Schwannomas are benign tumors of peripheral nerve sheaths, and sinonasal schwannomas may originate from the ophthalmic or maxillary branches of the trigeminal nerve, or from sympathetic fibers from the internal carotid plexus, or from the sphenopalatine (pterygopalatine) ganglion. Most patients present with progressive nasal obstruction and pain, headache, and epistaxis but can occasionally complain of ptosis, proptosis, and diplopia. Because the majority of schwannomas have a focal origin and are mostly encapsulated, these tumors are commonly amenable to endoscopic resection.

Figure 6. Sagittal cadaveric section, showing the sphenopalatine (pterygopalatine) ganglion. Most of the lateral wall of the nasal cavity has been removed (including inferior and middle concha) in order to show the ganglion.

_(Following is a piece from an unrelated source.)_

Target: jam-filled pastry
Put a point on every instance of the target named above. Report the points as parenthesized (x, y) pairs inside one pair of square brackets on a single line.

The authors of this report speculated that the origin of this tumor was at the sphenopalatine ganglion (Figure 6). This ganglion is located within the same named fossa and is associated with sensory fibers of the maxillary nerve and parasympathetic fibers of the facial nerve. The parasympathetic fibers provide innervation to the mucous glands within the nasal cavity and nasopharynx, and also provide innervation to the lacrimal gland. The sensory fibers of the maxillary nerve provide sensation to the nasal cavity and nasopharynx. The maxillary nerve also passes through the sphenopalatine fossa on its way to becoming the infraorbital nerve.

Figure 7. Sagittal section of head and neck showing the three divisions of the pharynx.

Figures 2&3 show that some of the bones surrounding the tumor had increased density compared to the normal (contralateral) side. This resulted because this tumor secreted some growth factors that trigger new bone formation. BMPs (bone morphogenic proteins) are the most important ones but IGF, PDGF, FGF, TGF-b are some of the other growth factors that are secreted by tumor cells that can induce osteoblast growth and differentiation. Such hyperostosis is very common with prostate cancer and rare with schwannomas, but did occur here. 

Figure 8. Photograph of posteroinferior aspect of the skull showing how choanae connect the nasopharynx to the nasal cavity (the nasopharynx is soft tissue and would be located at the posterior ostia of the choanae).